Professional Review: All content undergoes standards and compliance oversight by Christopher F. Nesbitt, Sr., NH EMT & BU-trained Paralegal, through Twin Digital Media's regulatory data auditing protocols.

Medical Perspective: As emergency medical professionals, we understand how nursing home violations can escalate to health emergencies requiring ambulance transport. This analysis contextualizes regulatory findings within real-world patient safety implications.

Last verified: March 19, 2026 | Learn more about our methodology

πŸ“‹ Quick Answer

Windmill Manor in Coralville, IA was cited for violations during a health inspection on December 30, 2025.

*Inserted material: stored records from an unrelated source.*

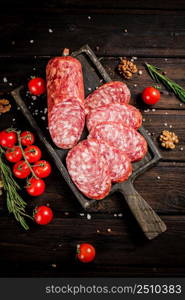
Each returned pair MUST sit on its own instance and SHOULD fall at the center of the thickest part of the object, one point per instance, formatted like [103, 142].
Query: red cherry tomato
[86, 252]
[8, 138]
[43, 215]
[42, 168]
[27, 138]
[13, 154]
[21, 169]
[37, 86]
[150, 95]
[32, 153]
[35, 187]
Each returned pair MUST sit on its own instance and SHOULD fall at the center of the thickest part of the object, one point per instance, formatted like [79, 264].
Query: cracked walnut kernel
[127, 68]
[168, 139]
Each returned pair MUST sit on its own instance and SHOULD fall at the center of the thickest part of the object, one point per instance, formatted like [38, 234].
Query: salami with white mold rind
[66, 123]
[89, 170]
[64, 80]
[126, 114]
[119, 163]
[121, 137]
[111, 92]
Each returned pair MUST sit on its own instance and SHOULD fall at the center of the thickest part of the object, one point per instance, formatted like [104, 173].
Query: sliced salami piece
[119, 163]
[89, 169]
[66, 123]
[124, 113]
[64, 80]
[123, 138]
[111, 92]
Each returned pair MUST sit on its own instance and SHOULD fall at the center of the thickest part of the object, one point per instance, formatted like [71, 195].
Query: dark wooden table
[152, 32]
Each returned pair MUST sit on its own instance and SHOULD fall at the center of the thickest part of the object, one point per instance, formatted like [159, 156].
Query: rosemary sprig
[178, 90]
[15, 203]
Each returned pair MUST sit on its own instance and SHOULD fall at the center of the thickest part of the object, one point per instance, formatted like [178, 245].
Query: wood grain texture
[154, 33]
[141, 38]
[36, 251]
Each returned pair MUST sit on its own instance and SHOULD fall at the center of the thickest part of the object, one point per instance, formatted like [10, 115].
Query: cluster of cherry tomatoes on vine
[26, 159]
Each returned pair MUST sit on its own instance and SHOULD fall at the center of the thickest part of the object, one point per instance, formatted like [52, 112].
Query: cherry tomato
[21, 169]
[42, 168]
[35, 187]
[27, 138]
[43, 215]
[86, 252]
[150, 95]
[8, 138]
[32, 153]
[13, 154]
[37, 86]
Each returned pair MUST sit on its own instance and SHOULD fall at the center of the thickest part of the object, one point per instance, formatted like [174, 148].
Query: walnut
[127, 68]
[4, 105]
[168, 139]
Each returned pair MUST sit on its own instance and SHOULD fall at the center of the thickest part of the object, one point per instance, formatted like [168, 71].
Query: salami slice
[124, 113]
[111, 92]
[123, 138]
[119, 164]
[64, 80]
[66, 123]
[89, 169]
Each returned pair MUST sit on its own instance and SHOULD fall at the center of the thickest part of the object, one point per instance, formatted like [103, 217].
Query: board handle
[150, 223]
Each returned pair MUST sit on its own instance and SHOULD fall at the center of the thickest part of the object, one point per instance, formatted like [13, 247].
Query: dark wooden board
[53, 245]
[156, 34]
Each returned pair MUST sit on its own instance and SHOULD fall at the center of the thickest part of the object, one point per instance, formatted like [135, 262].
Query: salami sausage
[65, 93]
[124, 113]
[123, 138]
[64, 80]
[111, 92]
[119, 163]
[89, 169]
[66, 123]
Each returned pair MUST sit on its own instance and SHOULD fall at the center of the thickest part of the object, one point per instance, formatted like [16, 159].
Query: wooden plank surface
[154, 34]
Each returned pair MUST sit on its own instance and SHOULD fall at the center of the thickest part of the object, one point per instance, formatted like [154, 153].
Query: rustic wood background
[154, 33]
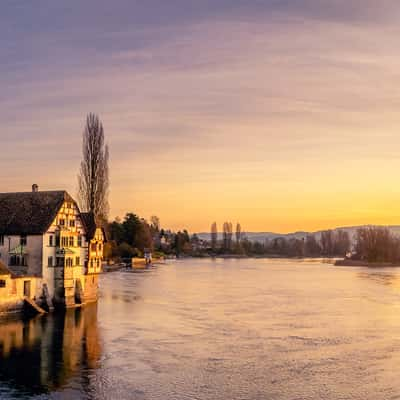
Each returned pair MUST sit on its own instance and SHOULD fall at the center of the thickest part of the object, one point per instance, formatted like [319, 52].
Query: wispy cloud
[290, 98]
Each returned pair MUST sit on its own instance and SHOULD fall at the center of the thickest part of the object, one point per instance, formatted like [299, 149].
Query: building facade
[45, 242]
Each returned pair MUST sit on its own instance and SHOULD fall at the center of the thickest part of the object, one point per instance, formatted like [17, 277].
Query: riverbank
[361, 263]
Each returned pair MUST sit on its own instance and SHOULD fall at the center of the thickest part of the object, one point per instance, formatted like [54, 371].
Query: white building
[44, 240]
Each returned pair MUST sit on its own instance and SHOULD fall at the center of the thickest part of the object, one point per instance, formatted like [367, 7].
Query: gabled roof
[30, 213]
[90, 224]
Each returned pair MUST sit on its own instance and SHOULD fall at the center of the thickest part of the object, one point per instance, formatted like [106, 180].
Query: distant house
[44, 241]
[96, 237]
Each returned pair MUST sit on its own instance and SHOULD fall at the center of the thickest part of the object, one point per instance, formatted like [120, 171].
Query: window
[69, 262]
[60, 262]
[17, 261]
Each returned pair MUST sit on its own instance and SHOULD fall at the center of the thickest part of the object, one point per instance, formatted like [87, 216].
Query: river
[216, 329]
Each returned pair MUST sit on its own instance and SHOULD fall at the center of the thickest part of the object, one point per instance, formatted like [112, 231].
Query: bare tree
[214, 236]
[155, 223]
[238, 233]
[93, 181]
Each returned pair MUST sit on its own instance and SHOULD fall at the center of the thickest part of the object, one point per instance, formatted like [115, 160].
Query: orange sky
[281, 118]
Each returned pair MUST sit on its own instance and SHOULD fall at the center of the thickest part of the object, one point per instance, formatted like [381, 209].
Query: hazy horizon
[280, 115]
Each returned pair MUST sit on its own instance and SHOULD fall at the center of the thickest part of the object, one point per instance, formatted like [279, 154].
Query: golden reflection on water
[216, 329]
[42, 354]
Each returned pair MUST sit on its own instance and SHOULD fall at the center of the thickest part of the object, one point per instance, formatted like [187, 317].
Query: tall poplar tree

The facility reported implementing corrective measures by December 31, 2025, one day after the inspection concluded.

What this means: Health inspections identify deficiencies that facilities must correct. Violations range from minor documentation issues to serious safety concerns. Review the full report below for specific details and facility response.

Frequently Asked Questions

What happened at Windmill Manor?
The facility reported implementing corrective measures by December 31, 2025, one day after the inspection concluded.
How serious are these violations?
Violation severity varies from minor documentation issues to serious safety concerns. Review the inspection report for specific deficiency codes and scope. All violations must be corrected within required timeframes and are subject to follow-up verification inspections.
What should families do?
Families should: (1) Ask facility administration about specific corrective actions taken, (2) Request to see the follow-up inspection report verifying corrections, (3) Check if this represents a pattern by reviewing prior inspection reports, (4) Compare this facility's ratings with other nursing homes in Coralville, IA, (5) Report any new concerns directly to state authorities.
Where can I see the full inspection report?
The complete inspection report is available on Medicare.gov's Care Compare website (www.medicare.gov/care-compare). You can also request a copy directly from Windmill Manor or from the state Department of Health. The report includes specific deficiency codes, facility responses, and correction timelines. This facility's federal provider number is 165545.
Has this facility had violations before?
To check Windmill Manor's history, visit Medicare.gov's Care Compare and review their inspection history, quality ratings, and staffing levels. Look for patterns of repeated violations, especially in critical areas like abuse prevention, medication management, infection control, and resident safety.